Dos secuencias notables: la primera es la apertura de la película. La cámara que solo registra, sin inmiscuirse, a unos jóvenes cordobeses que hacen “cosas de jóvenes” en la calle. El plano los muestra sobre un costado, charlan, toman fernet; son el reflejo de una generación. De pronto, por detrás del plano aparece un hombre que quiere entrar a su casa; tras varios intentos, una mujer desde adentro le abre, pasan velozmente unos segundos y se suceden algunos gritos tras lo cual el hombre sale con su mochila al hombro, mientras los jóvenes le gritan. Dos generaciones, un mismo espacio – la calle- y esa cámara quieta que registra lentamente aquello que sucede.
La segunda secuencia es una clase en la que el personaje, docente de literatura, trabaja las viejas y no por ello desactualizadas categorías de Vladimir Propp acerca de la constitución de los relatos populares. Los chicos sin saberlo invocan los roles y las situaciones de Propp: el héroe, el antagonista, la peripecia. El profesor les pide que hagan con esas categorías un relato más actual, más cercano en el tiempo y los chicos imaginan y cuentan en voz alta, mini relatos centrados en su presente más inmediato. El modo en que Ruiz concibe esta escena es interesante y reveladora: cada chico cuenta algo y a su vez es enfocado; la cámara se desplaza rodeando a ese conjunto de adolescentes. El plano sugiere que estamos ante una generación diferente a la del profesor. Por otro lado, simbólicamente, esta secuencia es una radiografía de la estructura narrativa de la película: el antihéroe – ese profesor personaje- tiene un antagonista – la propia realidad en la que vive, su propio presente. El personaje tiene un recorrido, o debe encaminarse por un largo y trabajoso trayecto para conquistar la pertenencia. Dicho de otro modo: ser propietario de sí, o conquistar su vida adulta.

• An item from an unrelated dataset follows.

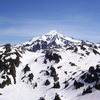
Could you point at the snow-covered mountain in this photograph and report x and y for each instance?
(51, 67)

En este camino son importantes los detalles: una planta que se está secando, un libro que sobresale en la biblioteca, el espacio reducido de la casa de la madre, una canilla que gotea, unas cortinas que apenas se mecen con la brisa que llega de afuera, los pasillos de la casa y del hospital, un viaje en colectivo de vidrios empañados que no dejan ver el otro lado, el afuera de esa ciudad. Detalles que dejan entrever dejadez y desgano y que desnudan cierta negación sistemática a la que se ha habituado este hombre.
Los detalles vinculares también importan: la tensión entre los hermanos, a propósito de la madre que se enferma, lo que sucede en el trabajo, siempre insuficiente, lo que pasa con el amigo que obtiene logros profesionales que espejan las fallas propias constituyen el universo personal de un hombre que no encuentra su espacio y que no puede “habitarse”. La cámara discreta e inteligente de Ruiz no sofoca a su personaje y le da la suficiente libertad y distancia para que Alejandro pueda encontrar finalmente su territorio y reconocer las ambigüedades del mundo, el propio mundo.